Por trás das duas pilhas de corpos, e do luto e sofrimento de dois povos, através das vozes fragmentadas de líderes de Israel, ainda é possível sentir o gosto amargo do próximo morto em combate.
Nós não ganhamos nada desde a Guerra dos Seis Dias. Conseguimos nos salvar do desastre em 1973. Fomos emboscados, mas sobrevivemos em 1982. Não faltam outros exemplos. Por que isto está acontecendo? Por que as nossas guerras acabam num estado permanente de ambigüidade?
Penso que não é mais possível vencer guerras. E não somos os únicos a não conseguir. O Ocidente como um todo é incapaz de fazê-lo. É difícil lembrar de uma única guerra nos últimos 60 anos que os Estados Unidos tenham vencido de maneira clara e categórica.
Dresden e Berlim foram arrasadas, Hiroshima e Nagasaki destruídas.
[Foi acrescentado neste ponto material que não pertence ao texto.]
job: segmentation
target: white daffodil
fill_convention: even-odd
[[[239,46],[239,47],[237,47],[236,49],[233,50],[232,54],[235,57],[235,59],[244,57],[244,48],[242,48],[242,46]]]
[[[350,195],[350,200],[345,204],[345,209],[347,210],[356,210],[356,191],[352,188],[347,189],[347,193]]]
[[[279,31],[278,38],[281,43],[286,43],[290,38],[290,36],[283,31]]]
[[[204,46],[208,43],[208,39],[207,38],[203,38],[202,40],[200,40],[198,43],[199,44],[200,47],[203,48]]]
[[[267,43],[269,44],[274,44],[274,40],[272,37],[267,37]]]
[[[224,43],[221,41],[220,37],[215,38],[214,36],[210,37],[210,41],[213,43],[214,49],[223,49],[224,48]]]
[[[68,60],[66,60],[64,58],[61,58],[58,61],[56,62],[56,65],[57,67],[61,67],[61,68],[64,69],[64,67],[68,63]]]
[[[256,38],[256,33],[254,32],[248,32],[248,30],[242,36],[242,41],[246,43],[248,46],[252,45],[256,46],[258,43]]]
Desde então, o Ocidente embarcou num novo caminho.
A Europa ocidental praticamente abandonou a opção militar. Não entra em combate e não é considerada pela sua capacidade de vencer guerras. Os Estados Unidos, ao contrário, saiu do isolacionismo para se tornar o principal responsável pela violência patrocinada pelo Ocidente.
Os americanos têm um poderoso exército, e sabem como ninguém mover suas forças para a linha de partida. Mas, dali em diante, sempre alguma coisa dá errado. A Coréia não foi uma vitória maravilhosa. O Vietnã terminou em desgraça e as guerras do Golfo não são consideradas como grandes conquistas militares.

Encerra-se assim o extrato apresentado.